Friday, March 04, 2005

Campaign Finance Reform

I'll admit it - I used to think campaign finance reform was a good idea. Well, the odds are that McCain-Feingold will be expanded to cover the internet, including bloggers. So blogging about a candidate will actually be a contribution to their campaign...scary. As usual, fafblog has the best satire regarding the issue:
Campaign finance reform is coming to the internet, and the Medium Lobster must say it's long overdue. No longer will bloggers simply be able to freely link to a candidate's website, or wildly and irresponsibly endorse one politician's views over another, or corrupt the democratic process with an overpowering onslaught of HTML-borne free speech. Thanks to John McCain, Russ Feingold and U.S. District Court judge Colleen Kollar-Kotelly, political speech on the internet will be as the Founding Fathers always wished it would be: bottled up and controlled.

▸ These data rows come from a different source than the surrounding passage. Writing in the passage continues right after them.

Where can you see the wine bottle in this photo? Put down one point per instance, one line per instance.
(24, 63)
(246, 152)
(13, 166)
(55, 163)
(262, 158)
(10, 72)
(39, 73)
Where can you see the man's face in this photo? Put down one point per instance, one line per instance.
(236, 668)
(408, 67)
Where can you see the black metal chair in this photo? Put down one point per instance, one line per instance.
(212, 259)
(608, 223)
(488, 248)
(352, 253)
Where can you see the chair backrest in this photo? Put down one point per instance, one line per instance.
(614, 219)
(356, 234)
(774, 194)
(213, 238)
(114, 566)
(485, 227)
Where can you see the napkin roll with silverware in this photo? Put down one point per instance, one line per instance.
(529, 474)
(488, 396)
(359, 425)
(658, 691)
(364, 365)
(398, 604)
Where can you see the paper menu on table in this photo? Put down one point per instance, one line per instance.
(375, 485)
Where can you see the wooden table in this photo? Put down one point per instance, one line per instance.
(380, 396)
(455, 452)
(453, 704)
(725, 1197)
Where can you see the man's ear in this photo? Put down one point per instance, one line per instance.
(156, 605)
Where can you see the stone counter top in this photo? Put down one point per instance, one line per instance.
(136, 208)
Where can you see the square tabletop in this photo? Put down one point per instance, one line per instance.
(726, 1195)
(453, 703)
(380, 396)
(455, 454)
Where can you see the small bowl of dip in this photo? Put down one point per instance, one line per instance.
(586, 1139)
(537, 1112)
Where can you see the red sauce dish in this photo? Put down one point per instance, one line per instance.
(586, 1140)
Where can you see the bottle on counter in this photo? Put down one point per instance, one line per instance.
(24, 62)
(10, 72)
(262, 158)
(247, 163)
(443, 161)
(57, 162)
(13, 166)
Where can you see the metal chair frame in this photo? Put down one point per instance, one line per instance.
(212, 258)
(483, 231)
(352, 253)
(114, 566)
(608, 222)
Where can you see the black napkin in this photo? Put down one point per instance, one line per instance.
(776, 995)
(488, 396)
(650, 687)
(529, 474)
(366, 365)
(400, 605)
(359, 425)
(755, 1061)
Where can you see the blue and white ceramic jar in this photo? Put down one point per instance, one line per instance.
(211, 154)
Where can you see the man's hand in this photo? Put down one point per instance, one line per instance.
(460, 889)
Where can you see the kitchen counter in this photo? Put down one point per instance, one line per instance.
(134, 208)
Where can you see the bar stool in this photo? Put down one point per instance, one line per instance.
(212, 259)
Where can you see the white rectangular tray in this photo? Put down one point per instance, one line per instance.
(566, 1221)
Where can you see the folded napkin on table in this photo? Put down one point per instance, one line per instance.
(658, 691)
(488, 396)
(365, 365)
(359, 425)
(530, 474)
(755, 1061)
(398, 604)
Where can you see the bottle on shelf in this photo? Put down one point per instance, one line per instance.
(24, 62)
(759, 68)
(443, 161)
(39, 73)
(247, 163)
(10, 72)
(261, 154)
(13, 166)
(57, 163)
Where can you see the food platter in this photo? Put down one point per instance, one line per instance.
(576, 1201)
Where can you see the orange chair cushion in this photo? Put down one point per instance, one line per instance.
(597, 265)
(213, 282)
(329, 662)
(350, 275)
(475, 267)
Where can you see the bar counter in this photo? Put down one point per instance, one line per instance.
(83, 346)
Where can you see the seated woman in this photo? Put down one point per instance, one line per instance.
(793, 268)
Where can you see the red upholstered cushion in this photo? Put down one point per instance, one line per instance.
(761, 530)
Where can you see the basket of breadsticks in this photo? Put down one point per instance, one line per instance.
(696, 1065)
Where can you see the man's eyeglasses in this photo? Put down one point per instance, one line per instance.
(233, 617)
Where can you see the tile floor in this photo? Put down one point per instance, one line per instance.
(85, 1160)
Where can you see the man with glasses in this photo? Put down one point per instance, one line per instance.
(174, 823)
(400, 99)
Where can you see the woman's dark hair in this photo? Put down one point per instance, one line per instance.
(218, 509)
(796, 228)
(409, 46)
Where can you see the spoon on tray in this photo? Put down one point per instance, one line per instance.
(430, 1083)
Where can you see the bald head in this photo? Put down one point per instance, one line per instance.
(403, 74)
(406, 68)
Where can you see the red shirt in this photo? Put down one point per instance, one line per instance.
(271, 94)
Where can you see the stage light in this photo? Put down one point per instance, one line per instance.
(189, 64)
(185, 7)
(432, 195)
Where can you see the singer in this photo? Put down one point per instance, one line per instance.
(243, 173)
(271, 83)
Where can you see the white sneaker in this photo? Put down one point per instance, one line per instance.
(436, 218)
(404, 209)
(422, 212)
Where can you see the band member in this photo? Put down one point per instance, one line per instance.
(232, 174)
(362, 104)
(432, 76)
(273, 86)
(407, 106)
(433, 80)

The Medium Lobster's one complaint is that the judge's ruling doesn't go far enough. Certainly the excesses of the blogosphere will now be held in place, but how can there be true campaign reform when the spoken word goes unchecked? Every day, millions of Americans make unchecked and unregulated political contributions by making political endorsements on sophisticated verbal logs - or "verblogs," if you will - comprised of billions of currently untracked sound waves transmitted through the atmosphere. Until these words are properly tracked, counted, and restricted by the FEC according to the arbitrary limits of McCain-Feingold, American democracy will forever remain a prisoner of Big Speech.